I don't know. I confess that I don't clearly understand the problem
yet. It sounds like the sensor drivers want to talk to hardware that
ACPI methods might also use.
Exactly.
But I missed the details, such as the specific devices in question,
which ports they use, how they are described in ACPI, which AML
methods use those ports, and which non-ACPI drivers also use them.
The original report was about the temperature sensors of K8 cpus. It
happens that ACPI reads the sensors while the linux driver is using it
and gets garbage (and shut down the system). The problem is more
generic though, and applies to all hardware monitoring chips for which
a driver exists.
It also sounds like the non-ACPI drivers provide much more
functionality than ACPI exposes. I'd like to understand this,
too, because an obvious way to solve the problem would be to
drop the non-ACPI drivers.
Problem is that ACPI may access the sensors anyway (e.g. via SMM).
Is this extra functionality available
on Windows? If so, do we know whether Windows uses non-ACPI drivers
or whether they have some smarter way to use ACPI?
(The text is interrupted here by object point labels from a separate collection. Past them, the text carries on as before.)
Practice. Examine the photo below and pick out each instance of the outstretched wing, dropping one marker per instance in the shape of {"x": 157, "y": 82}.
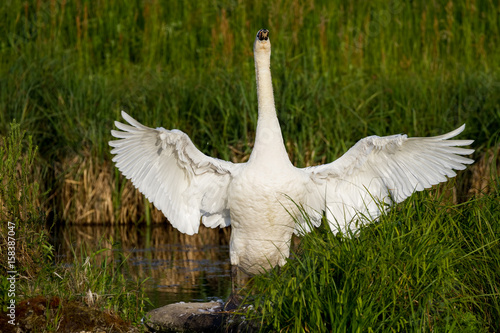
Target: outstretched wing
{"x": 173, "y": 174}
{"x": 378, "y": 171}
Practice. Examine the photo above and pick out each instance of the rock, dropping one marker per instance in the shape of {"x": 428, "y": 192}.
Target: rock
{"x": 196, "y": 317}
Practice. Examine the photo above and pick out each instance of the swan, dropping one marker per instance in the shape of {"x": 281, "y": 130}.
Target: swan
{"x": 260, "y": 199}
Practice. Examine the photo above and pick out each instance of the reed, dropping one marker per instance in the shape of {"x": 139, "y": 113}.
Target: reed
{"x": 341, "y": 71}
{"x": 424, "y": 266}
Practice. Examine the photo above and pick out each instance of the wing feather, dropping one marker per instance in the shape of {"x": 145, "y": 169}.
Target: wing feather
{"x": 378, "y": 171}
{"x": 173, "y": 174}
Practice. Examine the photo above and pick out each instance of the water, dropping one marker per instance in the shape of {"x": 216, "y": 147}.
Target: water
{"x": 180, "y": 267}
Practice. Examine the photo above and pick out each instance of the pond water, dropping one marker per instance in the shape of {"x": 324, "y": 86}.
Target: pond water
{"x": 180, "y": 267}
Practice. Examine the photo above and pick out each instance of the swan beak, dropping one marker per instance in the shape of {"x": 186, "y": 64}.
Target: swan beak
{"x": 263, "y": 34}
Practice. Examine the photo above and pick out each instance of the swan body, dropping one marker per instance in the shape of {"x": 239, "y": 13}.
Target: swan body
{"x": 260, "y": 198}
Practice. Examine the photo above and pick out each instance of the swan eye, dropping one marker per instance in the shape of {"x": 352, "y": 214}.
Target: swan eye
{"x": 263, "y": 34}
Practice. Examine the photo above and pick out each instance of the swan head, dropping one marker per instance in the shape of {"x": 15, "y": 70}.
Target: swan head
{"x": 262, "y": 44}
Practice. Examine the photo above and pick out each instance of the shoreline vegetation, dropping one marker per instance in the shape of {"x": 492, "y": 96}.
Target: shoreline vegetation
{"x": 342, "y": 71}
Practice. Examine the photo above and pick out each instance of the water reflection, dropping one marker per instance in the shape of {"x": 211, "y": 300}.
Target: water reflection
{"x": 180, "y": 267}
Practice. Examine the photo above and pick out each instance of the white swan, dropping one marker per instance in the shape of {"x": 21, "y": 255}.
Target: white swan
{"x": 255, "y": 198}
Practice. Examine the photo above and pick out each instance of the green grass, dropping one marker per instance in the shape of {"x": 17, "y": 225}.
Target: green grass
{"x": 424, "y": 267}
{"x": 342, "y": 70}
{"x": 24, "y": 236}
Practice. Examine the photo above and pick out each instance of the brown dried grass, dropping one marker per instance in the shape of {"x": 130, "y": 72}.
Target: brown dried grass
{"x": 93, "y": 191}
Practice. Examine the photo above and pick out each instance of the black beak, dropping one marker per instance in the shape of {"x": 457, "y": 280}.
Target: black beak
{"x": 263, "y": 34}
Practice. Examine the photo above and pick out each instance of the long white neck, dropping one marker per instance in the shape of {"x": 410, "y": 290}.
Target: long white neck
{"x": 269, "y": 147}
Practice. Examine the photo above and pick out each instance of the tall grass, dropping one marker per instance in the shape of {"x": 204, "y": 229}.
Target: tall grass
{"x": 424, "y": 267}
{"x": 341, "y": 71}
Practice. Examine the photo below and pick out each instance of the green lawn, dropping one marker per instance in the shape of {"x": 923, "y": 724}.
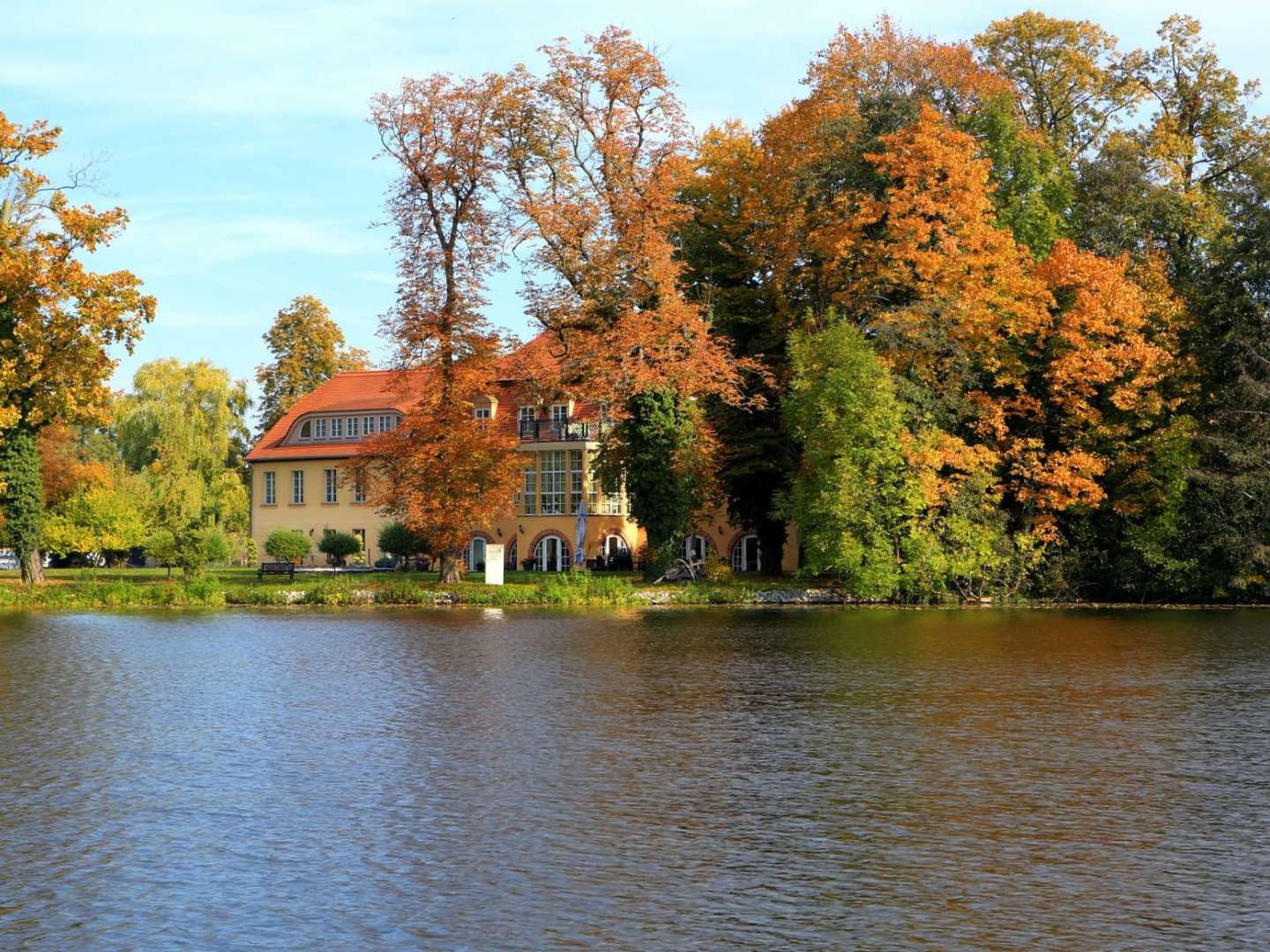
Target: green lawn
{"x": 90, "y": 588}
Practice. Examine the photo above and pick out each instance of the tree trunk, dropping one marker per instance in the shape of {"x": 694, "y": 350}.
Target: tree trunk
{"x": 771, "y": 544}
{"x": 34, "y": 569}
{"x": 450, "y": 568}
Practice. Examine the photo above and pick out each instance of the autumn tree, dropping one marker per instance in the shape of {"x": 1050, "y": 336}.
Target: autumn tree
{"x": 308, "y": 349}
{"x": 57, "y": 323}
{"x": 444, "y": 472}
{"x": 596, "y": 152}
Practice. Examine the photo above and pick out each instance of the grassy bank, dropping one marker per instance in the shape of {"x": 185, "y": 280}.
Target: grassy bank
{"x": 239, "y": 587}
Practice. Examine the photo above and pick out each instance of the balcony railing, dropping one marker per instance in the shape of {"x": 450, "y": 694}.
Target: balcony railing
{"x": 540, "y": 430}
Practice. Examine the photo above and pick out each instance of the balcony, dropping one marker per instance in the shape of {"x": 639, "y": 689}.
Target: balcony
{"x": 546, "y": 430}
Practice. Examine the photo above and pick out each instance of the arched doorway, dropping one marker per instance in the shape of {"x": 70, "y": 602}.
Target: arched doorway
{"x": 551, "y": 554}
{"x": 696, "y": 547}
{"x": 615, "y": 551}
{"x": 746, "y": 555}
{"x": 475, "y": 556}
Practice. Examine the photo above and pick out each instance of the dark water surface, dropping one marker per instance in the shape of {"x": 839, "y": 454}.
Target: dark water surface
{"x": 646, "y": 779}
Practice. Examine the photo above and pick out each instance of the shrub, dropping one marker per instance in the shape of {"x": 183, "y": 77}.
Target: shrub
{"x": 288, "y": 545}
{"x": 216, "y": 547}
{"x": 398, "y": 539}
{"x": 715, "y": 570}
{"x": 340, "y": 546}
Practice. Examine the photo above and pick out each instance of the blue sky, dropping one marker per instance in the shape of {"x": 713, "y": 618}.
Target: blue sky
{"x": 235, "y": 132}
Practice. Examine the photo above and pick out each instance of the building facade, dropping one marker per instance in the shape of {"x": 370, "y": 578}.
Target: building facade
{"x": 300, "y": 478}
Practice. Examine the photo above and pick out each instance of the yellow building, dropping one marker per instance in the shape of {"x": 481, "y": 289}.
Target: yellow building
{"x": 297, "y": 480}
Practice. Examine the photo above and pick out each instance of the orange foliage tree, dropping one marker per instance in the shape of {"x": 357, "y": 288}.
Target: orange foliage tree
{"x": 444, "y": 472}
{"x": 57, "y": 323}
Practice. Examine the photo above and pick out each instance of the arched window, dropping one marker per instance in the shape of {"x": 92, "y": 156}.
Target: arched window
{"x": 746, "y": 555}
{"x": 696, "y": 547}
{"x": 551, "y": 555}
{"x": 475, "y": 557}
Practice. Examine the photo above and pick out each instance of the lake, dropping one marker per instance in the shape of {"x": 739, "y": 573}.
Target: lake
{"x": 757, "y": 778}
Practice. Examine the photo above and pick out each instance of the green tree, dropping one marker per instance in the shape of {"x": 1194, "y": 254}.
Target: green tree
{"x": 288, "y": 545}
{"x": 308, "y": 349}
{"x": 852, "y": 498}
{"x": 22, "y": 501}
{"x": 183, "y": 427}
{"x": 399, "y": 541}
{"x": 104, "y": 519}
{"x": 654, "y": 450}
{"x": 340, "y": 546}
{"x": 1072, "y": 81}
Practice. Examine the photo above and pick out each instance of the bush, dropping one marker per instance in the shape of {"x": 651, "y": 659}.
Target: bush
{"x": 398, "y": 539}
{"x": 340, "y": 546}
{"x": 288, "y": 545}
{"x": 715, "y": 570}
{"x": 216, "y": 547}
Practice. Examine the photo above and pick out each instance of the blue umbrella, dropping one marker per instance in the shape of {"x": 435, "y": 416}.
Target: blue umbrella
{"x": 579, "y": 536}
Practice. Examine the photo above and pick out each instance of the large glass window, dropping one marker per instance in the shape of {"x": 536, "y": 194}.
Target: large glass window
{"x": 531, "y": 490}
{"x": 551, "y": 475}
{"x": 746, "y": 555}
{"x": 574, "y": 480}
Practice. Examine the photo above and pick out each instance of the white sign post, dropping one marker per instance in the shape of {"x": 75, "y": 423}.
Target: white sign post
{"x": 493, "y": 564}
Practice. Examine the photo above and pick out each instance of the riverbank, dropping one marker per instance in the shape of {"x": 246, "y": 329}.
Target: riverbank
{"x": 240, "y": 587}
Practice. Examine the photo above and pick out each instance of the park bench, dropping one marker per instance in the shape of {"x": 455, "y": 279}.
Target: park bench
{"x": 288, "y": 569}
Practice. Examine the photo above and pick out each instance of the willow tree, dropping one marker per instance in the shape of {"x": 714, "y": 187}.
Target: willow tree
{"x": 183, "y": 427}
{"x": 57, "y": 324}
{"x": 597, "y": 152}
{"x": 444, "y": 472}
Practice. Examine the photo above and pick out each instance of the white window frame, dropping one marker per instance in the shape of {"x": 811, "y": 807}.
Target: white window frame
{"x": 553, "y": 482}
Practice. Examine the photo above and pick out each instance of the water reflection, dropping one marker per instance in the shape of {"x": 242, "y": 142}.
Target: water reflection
{"x": 489, "y": 779}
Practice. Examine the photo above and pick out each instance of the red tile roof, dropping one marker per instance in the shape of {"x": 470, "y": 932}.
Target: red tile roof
{"x": 375, "y": 391}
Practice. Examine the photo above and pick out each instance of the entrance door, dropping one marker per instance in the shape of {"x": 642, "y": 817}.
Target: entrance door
{"x": 476, "y": 555}
{"x": 550, "y": 555}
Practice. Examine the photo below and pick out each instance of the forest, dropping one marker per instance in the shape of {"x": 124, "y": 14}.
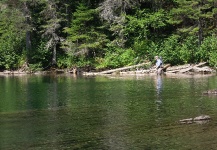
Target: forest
{"x": 106, "y": 34}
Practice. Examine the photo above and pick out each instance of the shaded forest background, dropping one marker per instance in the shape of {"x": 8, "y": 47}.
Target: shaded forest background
{"x": 102, "y": 34}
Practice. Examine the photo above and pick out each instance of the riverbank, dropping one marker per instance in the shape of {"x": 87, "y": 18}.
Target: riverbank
{"x": 139, "y": 69}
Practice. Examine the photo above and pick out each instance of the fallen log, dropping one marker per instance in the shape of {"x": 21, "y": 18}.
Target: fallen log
{"x": 123, "y": 68}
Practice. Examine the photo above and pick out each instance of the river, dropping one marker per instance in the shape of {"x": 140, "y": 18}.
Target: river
{"x": 106, "y": 112}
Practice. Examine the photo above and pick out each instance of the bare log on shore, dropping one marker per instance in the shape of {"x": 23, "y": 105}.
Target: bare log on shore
{"x": 124, "y": 68}
{"x": 182, "y": 69}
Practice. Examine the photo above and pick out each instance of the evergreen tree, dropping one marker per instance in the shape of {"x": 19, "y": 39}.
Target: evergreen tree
{"x": 194, "y": 17}
{"x": 85, "y": 36}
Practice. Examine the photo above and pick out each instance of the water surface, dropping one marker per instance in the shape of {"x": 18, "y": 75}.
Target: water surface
{"x": 109, "y": 113}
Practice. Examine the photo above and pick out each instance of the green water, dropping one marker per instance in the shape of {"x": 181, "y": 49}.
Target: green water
{"x": 106, "y": 113}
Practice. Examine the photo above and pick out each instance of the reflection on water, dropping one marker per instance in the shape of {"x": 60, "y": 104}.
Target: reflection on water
{"x": 66, "y": 112}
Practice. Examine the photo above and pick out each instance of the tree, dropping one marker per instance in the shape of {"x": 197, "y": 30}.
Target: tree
{"x": 85, "y": 36}
{"x": 12, "y": 35}
{"x": 194, "y": 17}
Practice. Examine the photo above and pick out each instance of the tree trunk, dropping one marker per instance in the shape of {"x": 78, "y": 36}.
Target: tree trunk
{"x": 54, "y": 61}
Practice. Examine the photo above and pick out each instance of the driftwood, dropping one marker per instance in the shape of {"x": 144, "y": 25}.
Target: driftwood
{"x": 123, "y": 68}
{"x": 190, "y": 68}
{"x": 182, "y": 69}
Usually ACPI exposes 1 or 2 temperature readings (CPU and
motherboard), while the hw driver can also provide fans and voltages
measurements.
Vendors usually provides a monitoring utility for Win that also
exposes these information. It's not known whether there's a way to
avoid conflicting accesses between ACPI and the raw driver; it's
possible that it's vendor-specific and not documented.